Audiences will be getting a double dose of director Mouly Surya this year. The Indonesian filmmaker’s new feature The City Is A Battlefield closes International Film Festival Rotterdam this weekend.
Sold by Asian Shadows, it already has a Dutch distributor, Periscoop, who plan to launch it in Dutch cinemas in April, having previously released her 2017 Cannes Directors Fortnight title Marlina The Murderer in Four Acts.
Surya has another feature in post-production, thriller Tukar Takdir, which should be ready by the autumn.
All this comes at a busy time for Surya, who recently made her English language debut with Netflix thriller Trigger Warning, starring Jessica Alba, which launched on the platform last year.
This City Is A Battlefield is adapted from Mochtar Lubis’ 1952 novel A Road With No End, set during the Indonesian war of independence from the Dutch after World War II. It is both an action film, telling the independence story from an Indonesian perspective, and also a romantic drama, centring on a woman whose affections are divided between her resistance fighter husband and his charming comrade-in-arms. Chicco Jerikho, Ariel Tatum and Jerome Kurnia lead the cast.
Complex co-production
The film is an elaborate co-production involving multiple companies. From Indonesia are Cinesurya, the company Surya and her partner Rama Adi formed in 2007, as well as Starvsion and Kaninga. Rotterdam based Volya Films is the Dutch co-producer. The production has Cambodian (Kongchak Pictures), Filipino (Epicmedia Productions), Thai (Purin Pictures) and Singaporean (Giraffe Pictures) support. There is backing too from IFFR’s Hubert Bals Fund and even some Nordic support through Norway’s Sørfond.
“It’s a long list,” laughs Surya, who first came across the book while a literature student. On the one hand, the range of co-producers and financiers is a testament to Surya’s pulling power: everyone wants to work with her. On the other, it reveals how tough it is to pull a project of this scale together in Indonesia.
The movie was originally due to shoot in 2020 but was knocked sideways by the pandemic. “We decided to halt the project. We were going to make this historical epic but we didn’t have that Hollywood budget. We really couldn’t spare any money making sure that everybody wasn’t getting Covid.”

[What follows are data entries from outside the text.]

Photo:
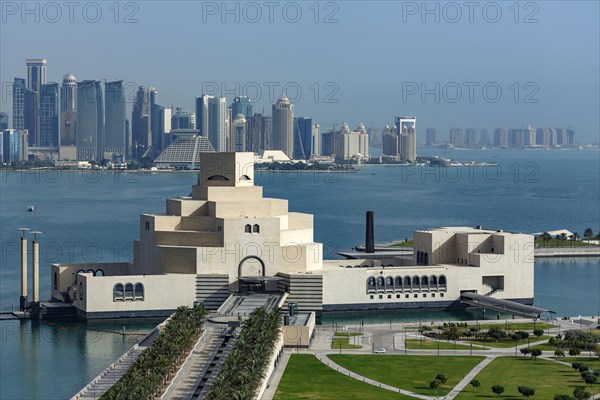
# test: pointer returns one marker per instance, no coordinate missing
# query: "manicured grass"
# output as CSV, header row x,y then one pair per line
x,y
510,343
412,373
433,345
305,377
546,377
565,243
593,362
403,244
344,343
517,326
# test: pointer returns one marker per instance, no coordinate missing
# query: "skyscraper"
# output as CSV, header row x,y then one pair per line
x,y
283,126
456,137
239,131
3,121
114,125
202,114
316,140
407,132
241,105
141,134
36,77
68,110
19,88
49,115
260,133
36,73
217,123
430,139
90,121
302,138
471,138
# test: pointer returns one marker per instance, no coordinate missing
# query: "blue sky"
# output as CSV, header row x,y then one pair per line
x,y
360,62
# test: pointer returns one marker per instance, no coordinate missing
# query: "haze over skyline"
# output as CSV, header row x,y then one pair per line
x,y
360,62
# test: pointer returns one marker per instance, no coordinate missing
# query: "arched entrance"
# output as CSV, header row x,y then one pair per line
x,y
251,275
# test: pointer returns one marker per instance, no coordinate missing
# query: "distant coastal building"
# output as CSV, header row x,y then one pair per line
x,y
184,152
430,138
226,238
283,126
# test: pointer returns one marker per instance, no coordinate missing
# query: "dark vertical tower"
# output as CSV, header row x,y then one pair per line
x,y
370,233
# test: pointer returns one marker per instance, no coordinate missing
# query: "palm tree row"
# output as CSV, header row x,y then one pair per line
x,y
156,365
244,369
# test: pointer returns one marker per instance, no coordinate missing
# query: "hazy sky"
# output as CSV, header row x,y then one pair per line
x,y
454,64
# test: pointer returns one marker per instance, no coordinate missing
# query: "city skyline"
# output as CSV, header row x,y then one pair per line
x,y
330,92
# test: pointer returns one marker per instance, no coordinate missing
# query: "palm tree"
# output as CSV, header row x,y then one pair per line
x,y
588,234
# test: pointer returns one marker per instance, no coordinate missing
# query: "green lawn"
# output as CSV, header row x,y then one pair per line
x,y
517,326
409,372
344,342
565,243
305,377
510,343
403,244
546,377
433,345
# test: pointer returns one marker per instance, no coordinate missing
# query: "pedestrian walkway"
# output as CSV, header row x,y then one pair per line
x,y
110,376
276,376
327,361
468,378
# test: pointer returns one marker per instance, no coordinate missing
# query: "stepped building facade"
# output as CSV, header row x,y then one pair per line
x,y
226,238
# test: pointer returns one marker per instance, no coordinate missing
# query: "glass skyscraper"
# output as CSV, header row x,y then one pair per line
x,y
114,121
90,121
19,104
49,115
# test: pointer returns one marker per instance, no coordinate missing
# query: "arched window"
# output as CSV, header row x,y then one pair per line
x,y
218,178
442,282
118,292
371,287
389,283
128,291
433,282
380,283
139,291
416,282
398,283
407,283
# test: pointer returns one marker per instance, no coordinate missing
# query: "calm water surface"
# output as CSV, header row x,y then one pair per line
x,y
89,217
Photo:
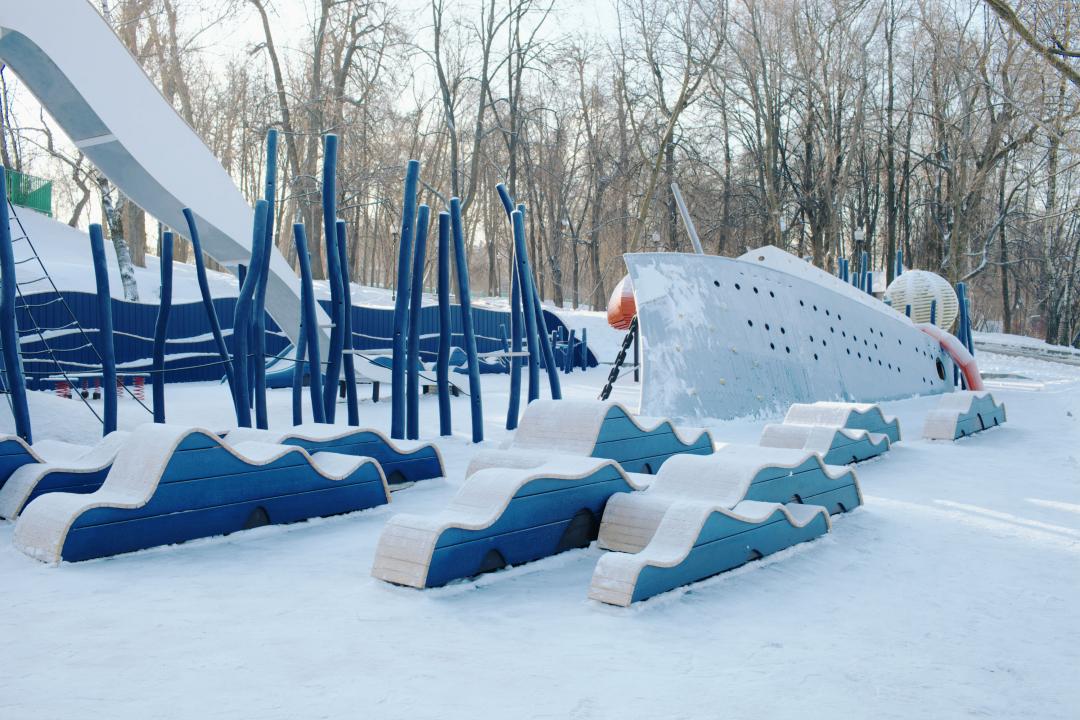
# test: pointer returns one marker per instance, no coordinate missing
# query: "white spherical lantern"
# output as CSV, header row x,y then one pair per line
x,y
918,288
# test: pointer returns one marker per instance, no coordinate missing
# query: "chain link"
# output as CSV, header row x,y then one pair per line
x,y
620,358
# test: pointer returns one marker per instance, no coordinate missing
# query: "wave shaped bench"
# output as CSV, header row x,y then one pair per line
x,y
962,413
401,462
501,516
594,429
64,469
172,484
692,522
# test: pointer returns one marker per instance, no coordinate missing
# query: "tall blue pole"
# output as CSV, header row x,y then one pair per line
x,y
443,366
401,302
242,318
301,348
333,277
310,323
527,304
9,334
467,328
215,325
348,360
161,327
105,344
413,419
259,335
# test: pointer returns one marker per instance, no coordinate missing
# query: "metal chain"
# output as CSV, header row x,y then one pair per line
x,y
620,358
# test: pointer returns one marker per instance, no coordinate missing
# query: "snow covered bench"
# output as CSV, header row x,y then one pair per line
x,y
837,446
65,469
692,522
594,429
501,516
172,484
404,461
962,413
849,416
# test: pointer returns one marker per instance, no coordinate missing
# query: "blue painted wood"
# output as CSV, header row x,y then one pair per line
x,y
161,331
13,456
333,277
9,331
443,366
258,307
352,403
105,342
638,450
242,320
461,263
207,300
527,298
413,392
310,323
726,543
401,302
530,528
206,491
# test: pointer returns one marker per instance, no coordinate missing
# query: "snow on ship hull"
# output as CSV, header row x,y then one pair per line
x,y
726,338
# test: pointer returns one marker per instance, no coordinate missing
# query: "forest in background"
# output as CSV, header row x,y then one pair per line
x,y
943,128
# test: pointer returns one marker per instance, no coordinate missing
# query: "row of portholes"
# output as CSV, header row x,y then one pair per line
x,y
832,329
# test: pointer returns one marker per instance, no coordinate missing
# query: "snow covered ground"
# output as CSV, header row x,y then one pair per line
x,y
952,593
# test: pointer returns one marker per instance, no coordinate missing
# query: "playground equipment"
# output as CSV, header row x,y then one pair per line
x,y
172,484
732,337
501,516
918,289
691,522
400,463
73,469
962,413
152,155
593,429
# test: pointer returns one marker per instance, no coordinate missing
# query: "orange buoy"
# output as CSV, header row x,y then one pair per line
x,y
621,306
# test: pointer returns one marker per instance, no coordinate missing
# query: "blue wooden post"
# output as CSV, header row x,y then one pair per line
x,y
310,324
514,402
466,302
9,334
242,320
348,362
301,347
443,367
215,325
528,303
259,335
401,302
568,361
105,344
416,301
161,327
333,276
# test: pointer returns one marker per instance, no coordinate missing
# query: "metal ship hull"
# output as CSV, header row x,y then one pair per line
x,y
733,337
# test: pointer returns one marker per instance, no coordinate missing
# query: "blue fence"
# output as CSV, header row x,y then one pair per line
x,y
190,352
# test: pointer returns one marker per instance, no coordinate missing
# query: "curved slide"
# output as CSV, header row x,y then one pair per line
x,y
67,55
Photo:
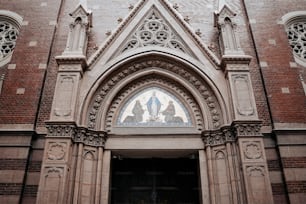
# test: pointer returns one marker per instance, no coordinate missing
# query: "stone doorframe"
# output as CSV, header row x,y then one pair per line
x,y
76,166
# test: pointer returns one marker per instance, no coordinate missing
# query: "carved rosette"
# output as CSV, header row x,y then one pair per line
x,y
252,150
56,151
175,69
218,137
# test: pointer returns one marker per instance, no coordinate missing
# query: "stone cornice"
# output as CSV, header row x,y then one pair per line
x,y
230,133
218,137
77,134
247,128
72,60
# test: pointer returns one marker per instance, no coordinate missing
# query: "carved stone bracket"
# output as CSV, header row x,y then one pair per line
x,y
247,128
60,130
218,137
77,134
231,133
89,137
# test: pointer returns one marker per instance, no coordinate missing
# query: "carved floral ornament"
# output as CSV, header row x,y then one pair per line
x,y
139,66
252,150
56,150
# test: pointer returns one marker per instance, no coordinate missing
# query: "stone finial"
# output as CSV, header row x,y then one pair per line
x,y
78,31
225,21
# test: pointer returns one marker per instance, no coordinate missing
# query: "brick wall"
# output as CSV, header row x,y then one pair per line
x,y
22,85
284,88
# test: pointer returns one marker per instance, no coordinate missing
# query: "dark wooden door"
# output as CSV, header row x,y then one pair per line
x,y
155,181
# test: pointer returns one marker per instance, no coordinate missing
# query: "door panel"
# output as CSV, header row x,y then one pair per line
x,y
155,181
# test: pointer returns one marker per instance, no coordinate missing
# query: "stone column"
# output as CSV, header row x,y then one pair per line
x,y
246,125
204,177
106,177
254,162
62,130
53,186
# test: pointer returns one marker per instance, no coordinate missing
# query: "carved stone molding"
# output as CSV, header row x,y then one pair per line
x,y
60,130
247,128
89,137
218,137
243,95
255,171
230,133
77,134
155,31
175,69
159,81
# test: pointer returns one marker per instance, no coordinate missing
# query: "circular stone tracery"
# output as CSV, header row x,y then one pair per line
x,y
8,37
166,65
297,39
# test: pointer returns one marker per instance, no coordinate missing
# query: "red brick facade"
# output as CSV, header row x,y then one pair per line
x,y
28,88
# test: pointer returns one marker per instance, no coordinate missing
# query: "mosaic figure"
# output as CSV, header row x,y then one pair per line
x,y
153,106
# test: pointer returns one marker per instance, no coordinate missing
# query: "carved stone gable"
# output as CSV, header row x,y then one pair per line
x,y
154,31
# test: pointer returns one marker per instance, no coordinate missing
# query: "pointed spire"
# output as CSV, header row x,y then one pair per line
x,y
221,4
84,4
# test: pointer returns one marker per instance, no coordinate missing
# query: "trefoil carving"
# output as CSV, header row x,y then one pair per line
x,y
154,31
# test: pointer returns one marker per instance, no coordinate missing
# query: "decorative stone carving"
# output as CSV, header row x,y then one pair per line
x,y
8,37
154,31
250,128
175,69
243,91
252,150
155,5
255,171
218,137
77,134
79,27
60,130
160,81
225,21
91,138
63,101
296,35
56,151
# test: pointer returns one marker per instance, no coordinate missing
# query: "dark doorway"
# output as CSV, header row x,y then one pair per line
x,y
155,181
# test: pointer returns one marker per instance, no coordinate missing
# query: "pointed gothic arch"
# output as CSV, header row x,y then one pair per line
x,y
190,84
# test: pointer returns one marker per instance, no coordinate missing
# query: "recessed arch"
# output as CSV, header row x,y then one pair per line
x,y
206,95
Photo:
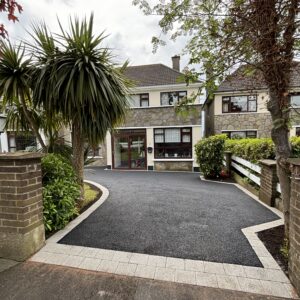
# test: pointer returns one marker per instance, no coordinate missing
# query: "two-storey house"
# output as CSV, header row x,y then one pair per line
x,y
240,105
154,136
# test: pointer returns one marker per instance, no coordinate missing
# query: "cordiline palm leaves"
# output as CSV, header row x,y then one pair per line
x,y
79,80
76,78
15,81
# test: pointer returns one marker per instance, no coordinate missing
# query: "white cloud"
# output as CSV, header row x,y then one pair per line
x,y
130,32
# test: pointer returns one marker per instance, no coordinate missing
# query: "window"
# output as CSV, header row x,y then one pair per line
x,y
234,104
171,98
241,134
173,143
295,100
139,100
94,151
144,100
21,142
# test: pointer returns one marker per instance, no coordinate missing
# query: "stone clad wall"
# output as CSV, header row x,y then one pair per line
x,y
161,116
294,253
21,207
262,122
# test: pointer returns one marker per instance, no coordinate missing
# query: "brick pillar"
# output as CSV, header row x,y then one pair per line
x,y
21,208
227,156
294,252
268,181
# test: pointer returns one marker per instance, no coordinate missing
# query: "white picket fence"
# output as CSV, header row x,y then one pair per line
x,y
248,169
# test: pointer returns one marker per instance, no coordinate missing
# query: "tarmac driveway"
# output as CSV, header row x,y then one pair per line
x,y
171,214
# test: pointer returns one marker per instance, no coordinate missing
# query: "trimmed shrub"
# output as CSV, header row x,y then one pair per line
x,y
60,192
209,154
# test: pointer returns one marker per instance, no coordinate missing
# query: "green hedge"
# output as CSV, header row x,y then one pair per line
x,y
256,149
60,192
209,154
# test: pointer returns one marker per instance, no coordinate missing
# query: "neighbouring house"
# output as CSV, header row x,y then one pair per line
x,y
239,107
154,136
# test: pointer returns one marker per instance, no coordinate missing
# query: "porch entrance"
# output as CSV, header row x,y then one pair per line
x,y
129,149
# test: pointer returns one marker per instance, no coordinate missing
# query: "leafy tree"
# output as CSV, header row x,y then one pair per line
x,y
223,34
10,7
75,77
15,88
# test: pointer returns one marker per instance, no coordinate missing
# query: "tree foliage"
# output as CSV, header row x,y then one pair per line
x,y
9,7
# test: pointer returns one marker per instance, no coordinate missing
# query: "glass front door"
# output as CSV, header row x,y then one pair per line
x,y
129,150
121,152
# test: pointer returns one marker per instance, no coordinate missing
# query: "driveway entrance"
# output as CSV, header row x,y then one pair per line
x,y
173,215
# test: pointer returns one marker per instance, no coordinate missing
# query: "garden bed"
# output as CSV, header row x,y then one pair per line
x,y
273,239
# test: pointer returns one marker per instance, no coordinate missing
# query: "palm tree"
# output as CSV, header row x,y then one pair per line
x,y
75,77
15,82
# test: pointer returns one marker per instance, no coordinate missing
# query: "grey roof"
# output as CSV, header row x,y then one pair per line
x,y
151,75
239,81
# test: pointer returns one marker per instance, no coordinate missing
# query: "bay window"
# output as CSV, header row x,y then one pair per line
x,y
173,143
235,104
241,134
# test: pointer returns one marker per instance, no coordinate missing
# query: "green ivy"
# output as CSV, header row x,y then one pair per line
x,y
209,154
60,192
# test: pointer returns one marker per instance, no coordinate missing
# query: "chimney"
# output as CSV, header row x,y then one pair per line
x,y
176,62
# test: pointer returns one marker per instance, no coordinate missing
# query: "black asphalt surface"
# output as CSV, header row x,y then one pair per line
x,y
171,214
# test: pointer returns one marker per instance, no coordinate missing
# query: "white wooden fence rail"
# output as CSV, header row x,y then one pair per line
x,y
247,168
247,164
246,172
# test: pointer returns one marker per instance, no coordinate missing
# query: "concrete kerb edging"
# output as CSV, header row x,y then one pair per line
x,y
269,280
60,234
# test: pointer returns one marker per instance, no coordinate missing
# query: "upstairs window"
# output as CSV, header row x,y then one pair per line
x,y
295,100
171,98
21,142
236,104
139,100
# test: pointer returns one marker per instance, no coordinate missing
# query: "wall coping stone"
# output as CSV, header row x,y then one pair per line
x,y
20,155
268,162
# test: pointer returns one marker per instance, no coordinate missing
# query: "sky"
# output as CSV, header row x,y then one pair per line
x,y
129,30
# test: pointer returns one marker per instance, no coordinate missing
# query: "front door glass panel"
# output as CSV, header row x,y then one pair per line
x,y
121,152
137,152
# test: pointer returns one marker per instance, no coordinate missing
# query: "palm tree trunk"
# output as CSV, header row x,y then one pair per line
x,y
280,137
31,122
78,155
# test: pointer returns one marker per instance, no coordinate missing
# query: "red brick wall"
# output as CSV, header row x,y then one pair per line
x,y
21,206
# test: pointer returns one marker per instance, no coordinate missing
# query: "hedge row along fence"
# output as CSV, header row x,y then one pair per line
x,y
257,149
210,151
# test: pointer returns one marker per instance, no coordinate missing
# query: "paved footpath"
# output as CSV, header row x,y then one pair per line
x,y
38,281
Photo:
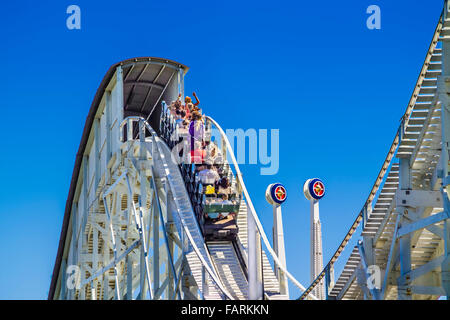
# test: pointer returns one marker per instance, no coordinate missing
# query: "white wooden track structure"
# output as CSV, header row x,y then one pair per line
x,y
403,227
129,229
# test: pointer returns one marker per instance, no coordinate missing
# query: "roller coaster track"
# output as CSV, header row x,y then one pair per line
x,y
127,194
405,234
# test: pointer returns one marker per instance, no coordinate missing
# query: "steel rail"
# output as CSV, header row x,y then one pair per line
x,y
253,211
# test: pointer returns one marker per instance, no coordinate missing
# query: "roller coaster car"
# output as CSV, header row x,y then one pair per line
x,y
222,228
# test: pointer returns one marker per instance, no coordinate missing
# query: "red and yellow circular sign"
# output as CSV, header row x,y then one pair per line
x,y
318,188
280,193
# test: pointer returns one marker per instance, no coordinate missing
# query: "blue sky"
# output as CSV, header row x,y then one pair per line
x,y
335,90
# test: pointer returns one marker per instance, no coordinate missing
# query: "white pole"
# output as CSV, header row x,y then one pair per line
x,y
254,282
316,248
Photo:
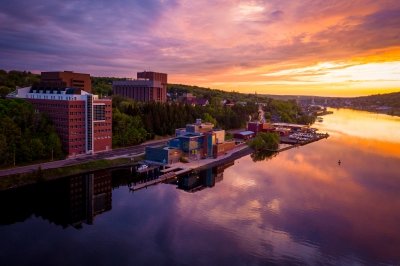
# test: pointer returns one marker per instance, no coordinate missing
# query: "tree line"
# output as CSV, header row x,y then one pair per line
x,y
26,135
135,122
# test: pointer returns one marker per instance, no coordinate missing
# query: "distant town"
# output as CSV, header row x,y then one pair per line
x,y
94,115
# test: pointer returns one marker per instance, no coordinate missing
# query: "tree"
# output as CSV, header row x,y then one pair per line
x,y
265,141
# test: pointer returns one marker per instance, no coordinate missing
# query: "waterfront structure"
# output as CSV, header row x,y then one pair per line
x,y
82,120
65,79
257,126
149,86
244,135
197,141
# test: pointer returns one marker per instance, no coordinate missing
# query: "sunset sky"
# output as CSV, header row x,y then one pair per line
x,y
308,47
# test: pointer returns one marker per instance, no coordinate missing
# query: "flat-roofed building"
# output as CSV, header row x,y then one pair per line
x,y
149,86
82,120
65,79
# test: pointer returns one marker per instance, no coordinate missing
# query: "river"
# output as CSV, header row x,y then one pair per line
x,y
299,207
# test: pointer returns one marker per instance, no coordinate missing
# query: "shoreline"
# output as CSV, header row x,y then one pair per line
x,y
42,175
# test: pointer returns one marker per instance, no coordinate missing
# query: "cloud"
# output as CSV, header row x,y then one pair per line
x,y
189,40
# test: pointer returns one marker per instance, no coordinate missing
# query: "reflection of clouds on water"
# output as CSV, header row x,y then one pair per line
x,y
303,205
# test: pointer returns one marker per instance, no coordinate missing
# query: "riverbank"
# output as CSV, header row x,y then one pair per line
x,y
42,175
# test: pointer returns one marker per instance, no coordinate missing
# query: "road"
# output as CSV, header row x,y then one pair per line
x,y
128,151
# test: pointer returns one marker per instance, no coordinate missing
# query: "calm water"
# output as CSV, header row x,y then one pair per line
x,y
300,207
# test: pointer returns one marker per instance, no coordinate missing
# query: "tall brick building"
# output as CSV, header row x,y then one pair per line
x,y
65,79
149,86
82,120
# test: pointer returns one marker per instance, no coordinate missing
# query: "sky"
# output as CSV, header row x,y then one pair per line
x,y
307,47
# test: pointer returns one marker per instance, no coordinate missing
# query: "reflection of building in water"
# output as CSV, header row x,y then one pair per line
x,y
68,201
194,182
90,195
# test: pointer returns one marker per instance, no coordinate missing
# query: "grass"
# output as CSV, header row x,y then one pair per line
x,y
40,175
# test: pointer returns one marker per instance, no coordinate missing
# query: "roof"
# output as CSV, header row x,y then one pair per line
x,y
288,125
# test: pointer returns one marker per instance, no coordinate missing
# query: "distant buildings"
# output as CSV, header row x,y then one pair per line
x,y
65,202
149,86
190,99
82,120
66,79
196,141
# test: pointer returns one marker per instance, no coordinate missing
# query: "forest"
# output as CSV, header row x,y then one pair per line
x,y
26,135
135,122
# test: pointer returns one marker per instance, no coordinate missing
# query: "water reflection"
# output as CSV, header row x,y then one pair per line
x,y
197,181
65,202
300,207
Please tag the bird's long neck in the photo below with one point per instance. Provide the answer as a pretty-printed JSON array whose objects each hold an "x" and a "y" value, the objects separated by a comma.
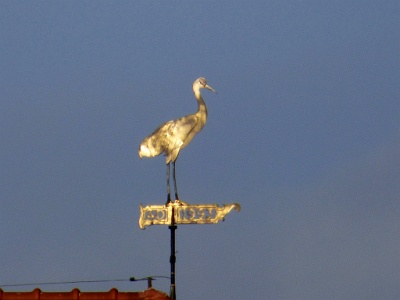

Then the Netflix movie came along, delaying matters further. But Surya carried on developing the project at the same time.
One opportunity that arose partly because of the delay was to take the project to Locarno’s Open Doors in 2020, where it won the Sørfond Award.”We got a lot of great feedback and I do have a strong belief in co-production,” the director says of the help the Swiss event gave her to find both funding and creative collaborators in Europe.
In hindsight, the director believes that taking time out to work on the Netflix project helped her. “This City Is A Battlefield is quite an elaborate production by Indonesian standards and I think I wouldn’t have been able to go through that mentally without having done the American film beforehand…coming back from America, I was trying to push the boundaries, to push the limits.”
“The experience of working with them [Netflix] was great,” Surya continues. “Specially in 2020, when I signed up for the project, to be honest, it was something unheard of - an Indonesian female filmmaker going to the US to make a film. Basically, I was plucked out of the country to be in America, the only Asian in the whole of the city” (she shot it in Santa Fe).
Asked about the toughest challenges on This City Is A Battlefield, the director acknowledges that “shooting 1946 in 2023” was very taxing. It required logistical adaptability, clever use of effects and imagination. The film was shot on real locations in Indonesia, not on sets. “In a way, it was like making a fantasy film because you don’t actually live in the 1940s.”
Setting the historical context for the film was also difficult. “It’s not like Dunkirk. Everybody knows what happened in Dunkirk,” says Surya. She credits the American editor Rob Wilson, who she worked with on Trigger Warning, with sourcing black and white newsreel archive material that opens the movie - and contextualises the story.
Now, the prolific director is already close to completing her next movie and is mulling over what do after that, but thinks she will take a short break once Tukar Takdir is completed. “I ran out of scripts I wrote during the pandemic so I’ll have to write another one. To be honest, shooting a film once a year…I know a lot of people in Indonesia do three or four. I don’t know they do it. It is mentally exhausting,” she sighs.